さらに詳しく: リスボン・ベレン地区でやりたいこと10選
ベレン地区はテージョ川の河口に位置し、マヌエル様式を代表するジェロニモス修道院とベレンの塔で有名です。この芸術様式はポルトガル特有のものです。その華麗な装飾にきっと驚かされることでしょう。リスボンのこの風情あふれる地区で、おすすめのアクティビティをご紹介します。
1. ガイド付きツアーに参加する
リスボンへの旅行なら、ベレン地区は外せません。このエリアはポルトガルの植民地時代の歴史と深く結びついています。かつてこの川岸から、カリベル船がヨーロッパを出発し、ブラジルの海岸やインドの海外植民地へと向かったのです。

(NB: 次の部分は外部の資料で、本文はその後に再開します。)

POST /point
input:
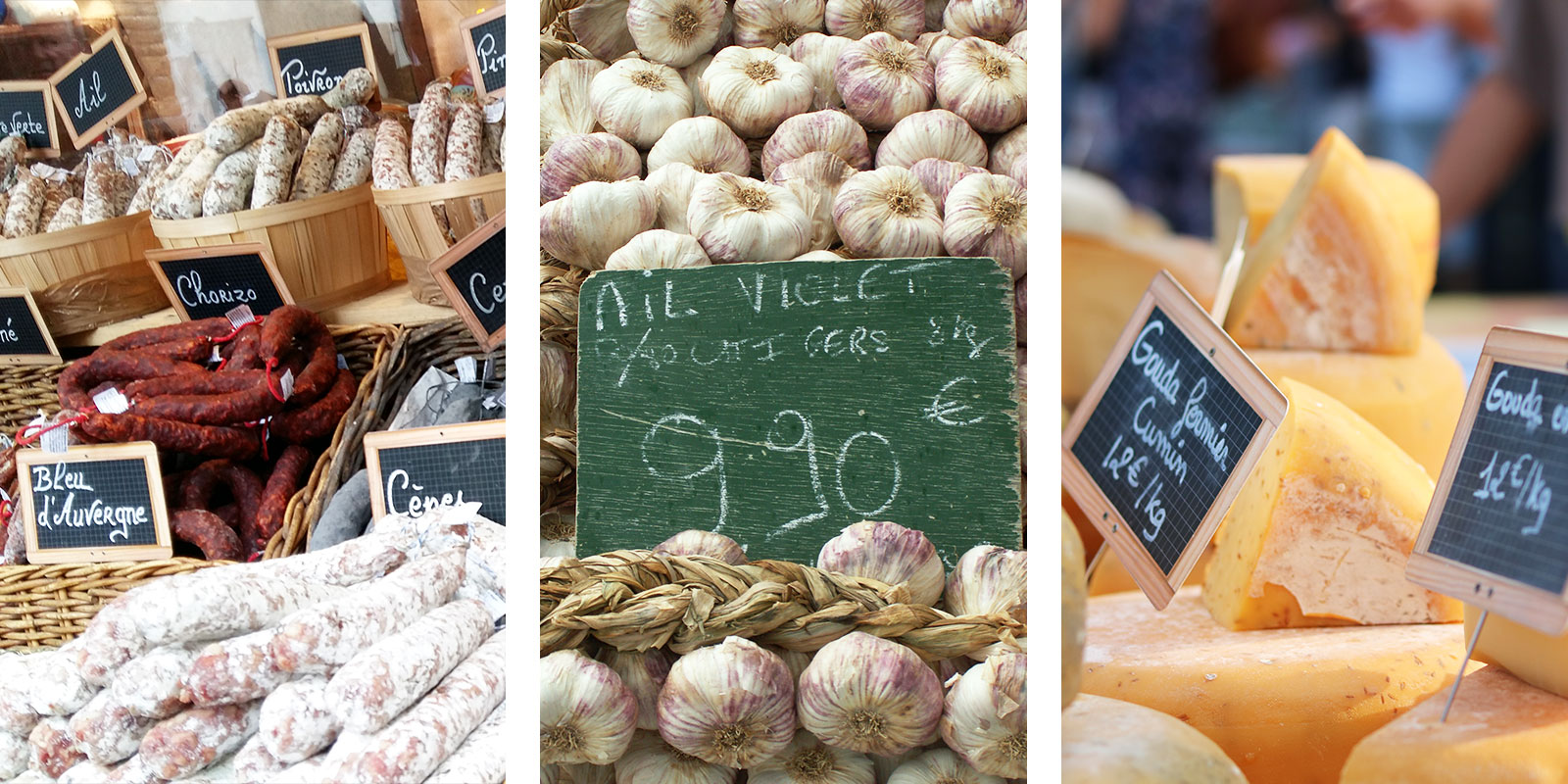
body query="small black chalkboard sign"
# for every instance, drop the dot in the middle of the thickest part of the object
(96, 90)
(1159, 447)
(472, 273)
(1494, 535)
(413, 470)
(93, 504)
(209, 281)
(485, 43)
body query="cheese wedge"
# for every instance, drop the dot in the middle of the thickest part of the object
(1324, 527)
(1332, 270)
(1285, 705)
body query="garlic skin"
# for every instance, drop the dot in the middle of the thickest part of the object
(585, 710)
(857, 20)
(639, 101)
(703, 543)
(935, 133)
(742, 220)
(729, 705)
(595, 220)
(587, 157)
(870, 695)
(985, 83)
(886, 214)
(883, 80)
(827, 130)
(753, 90)
(651, 760)
(984, 715)
(564, 101)
(988, 216)
(809, 760)
(674, 31)
(888, 553)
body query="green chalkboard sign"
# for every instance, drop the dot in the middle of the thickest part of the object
(780, 402)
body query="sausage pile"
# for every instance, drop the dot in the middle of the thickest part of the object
(368, 662)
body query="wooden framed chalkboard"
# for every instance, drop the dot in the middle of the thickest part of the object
(472, 273)
(1494, 535)
(780, 402)
(416, 469)
(316, 62)
(93, 504)
(25, 112)
(96, 90)
(485, 44)
(1164, 439)
(209, 281)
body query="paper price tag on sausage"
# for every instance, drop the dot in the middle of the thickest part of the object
(1164, 439)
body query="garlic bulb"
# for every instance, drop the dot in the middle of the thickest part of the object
(888, 553)
(861, 18)
(984, 717)
(870, 695)
(808, 760)
(985, 83)
(753, 90)
(587, 157)
(886, 214)
(585, 710)
(772, 23)
(639, 101)
(935, 133)
(742, 220)
(729, 705)
(990, 20)
(595, 220)
(883, 80)
(703, 143)
(828, 130)
(940, 765)
(651, 760)
(819, 54)
(674, 31)
(564, 101)
(987, 216)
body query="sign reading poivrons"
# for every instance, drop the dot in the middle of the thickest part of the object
(776, 404)
(1159, 447)
(93, 504)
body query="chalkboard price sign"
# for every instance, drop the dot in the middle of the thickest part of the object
(413, 470)
(1494, 535)
(1159, 447)
(93, 504)
(780, 402)
(209, 281)
(472, 273)
(96, 90)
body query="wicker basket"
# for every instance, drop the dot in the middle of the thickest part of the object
(413, 219)
(88, 276)
(329, 250)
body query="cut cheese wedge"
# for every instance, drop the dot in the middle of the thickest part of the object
(1286, 705)
(1113, 742)
(1499, 729)
(1413, 399)
(1324, 527)
(1332, 270)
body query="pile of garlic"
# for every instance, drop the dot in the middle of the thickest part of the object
(859, 710)
(786, 129)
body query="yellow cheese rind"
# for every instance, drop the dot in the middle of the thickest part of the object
(1285, 705)
(1113, 742)
(1499, 729)
(1324, 527)
(1413, 399)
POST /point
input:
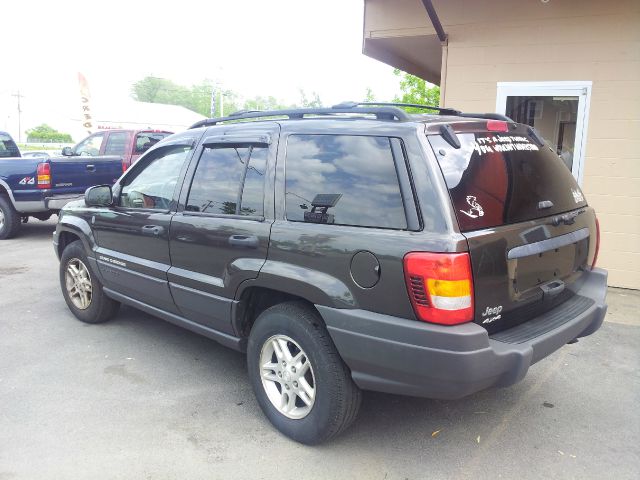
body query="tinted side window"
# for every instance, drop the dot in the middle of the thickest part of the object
(218, 182)
(116, 143)
(146, 140)
(152, 186)
(343, 180)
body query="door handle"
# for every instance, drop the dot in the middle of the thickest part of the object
(153, 230)
(247, 241)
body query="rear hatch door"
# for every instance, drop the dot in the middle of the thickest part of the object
(530, 232)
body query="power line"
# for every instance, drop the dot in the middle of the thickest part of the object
(18, 96)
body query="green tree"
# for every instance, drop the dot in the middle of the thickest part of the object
(416, 90)
(313, 102)
(196, 97)
(369, 96)
(45, 134)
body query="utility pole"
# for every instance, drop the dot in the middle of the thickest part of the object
(18, 96)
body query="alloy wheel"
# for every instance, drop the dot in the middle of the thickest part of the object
(287, 377)
(78, 283)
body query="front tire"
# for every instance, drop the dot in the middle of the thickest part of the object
(81, 289)
(301, 383)
(9, 219)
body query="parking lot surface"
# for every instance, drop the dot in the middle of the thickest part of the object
(138, 398)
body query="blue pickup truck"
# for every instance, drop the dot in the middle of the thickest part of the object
(39, 188)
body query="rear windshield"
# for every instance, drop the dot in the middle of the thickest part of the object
(7, 147)
(499, 179)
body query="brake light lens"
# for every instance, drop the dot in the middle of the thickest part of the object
(43, 173)
(595, 256)
(497, 126)
(440, 286)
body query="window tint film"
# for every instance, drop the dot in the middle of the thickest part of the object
(504, 178)
(91, 146)
(343, 180)
(153, 185)
(116, 143)
(146, 140)
(218, 182)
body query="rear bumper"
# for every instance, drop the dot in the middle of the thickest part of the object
(408, 357)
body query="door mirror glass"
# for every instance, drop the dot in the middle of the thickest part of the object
(98, 196)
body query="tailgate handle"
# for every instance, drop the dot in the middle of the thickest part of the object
(552, 289)
(153, 230)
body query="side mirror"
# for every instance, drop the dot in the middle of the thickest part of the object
(98, 196)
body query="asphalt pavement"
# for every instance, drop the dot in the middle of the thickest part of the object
(138, 398)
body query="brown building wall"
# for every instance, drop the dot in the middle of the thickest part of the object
(491, 41)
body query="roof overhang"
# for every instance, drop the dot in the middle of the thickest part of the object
(419, 55)
(406, 34)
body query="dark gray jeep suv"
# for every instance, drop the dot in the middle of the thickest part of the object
(347, 248)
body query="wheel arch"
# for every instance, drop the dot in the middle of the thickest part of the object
(72, 228)
(255, 299)
(5, 190)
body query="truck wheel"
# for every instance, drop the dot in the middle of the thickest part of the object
(301, 383)
(81, 289)
(9, 218)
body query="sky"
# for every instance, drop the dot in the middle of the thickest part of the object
(269, 48)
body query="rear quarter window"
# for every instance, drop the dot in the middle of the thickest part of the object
(343, 180)
(499, 179)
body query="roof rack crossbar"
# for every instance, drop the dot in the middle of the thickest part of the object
(381, 113)
(440, 110)
(490, 116)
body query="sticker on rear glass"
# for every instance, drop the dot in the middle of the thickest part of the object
(577, 195)
(476, 209)
(503, 143)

ガイドツアーを選べば、専門のガイドに案内され、この地区の主要な見どころであるジェロニモス修道院、発見のモニュメント、ベレンの塔を巡ることができます。 これらのツアーは通常2時間程度で、多くはプラサ・ド・インペリオ(海軍博物館の正面)や、川岸にあるドカ・デ・ボン・スセッソ(ボム・スセッソ埠頭)から出発します。
ベレンのおすすめツアー
ベレンのツアーはどれも同じというわけではありません。この地区を巡る方法はいくつかあります。以下は最も人気のあるツアーです:
- ベレンのガイド付きウォーキングツアー-** ¥6,216から**
- リスボンのベレン地区をトゥクトゥクで巡るツアー-** ¥14,952から**
- リスボンのテージョ川とベレンを巡るセグウェイツアー-** ¥13,205から**
2. マヌエル様式建築の傑作を見学
どのツアーを選んでも、ベレンを巡る途中、インペリオ広場を支配するようにそびえ立つ荘厳な宗教建築、ジェロニモス修道院を通り過ぎることになります。その歴史は、海洋探検とヴァスコ・ダ・ガマという人物に深く結びついています。 1497年、このポルトガル人航海士はサンタ・マリア・デ・ベレン港を出航し、アフリカ西海岸沿いを進み、喜望峰を回り、1498年5月20日にカリカット(インド)に到着しました。1年後、2隻の船が香辛料を積んでポルトガルへ戻ってきました。 この新たな交易路を祝うため、マヌエル1世王は壮大な教会の建設を決定し、建築家ディオゴ・デ・ボイタカにその設計を委ねました。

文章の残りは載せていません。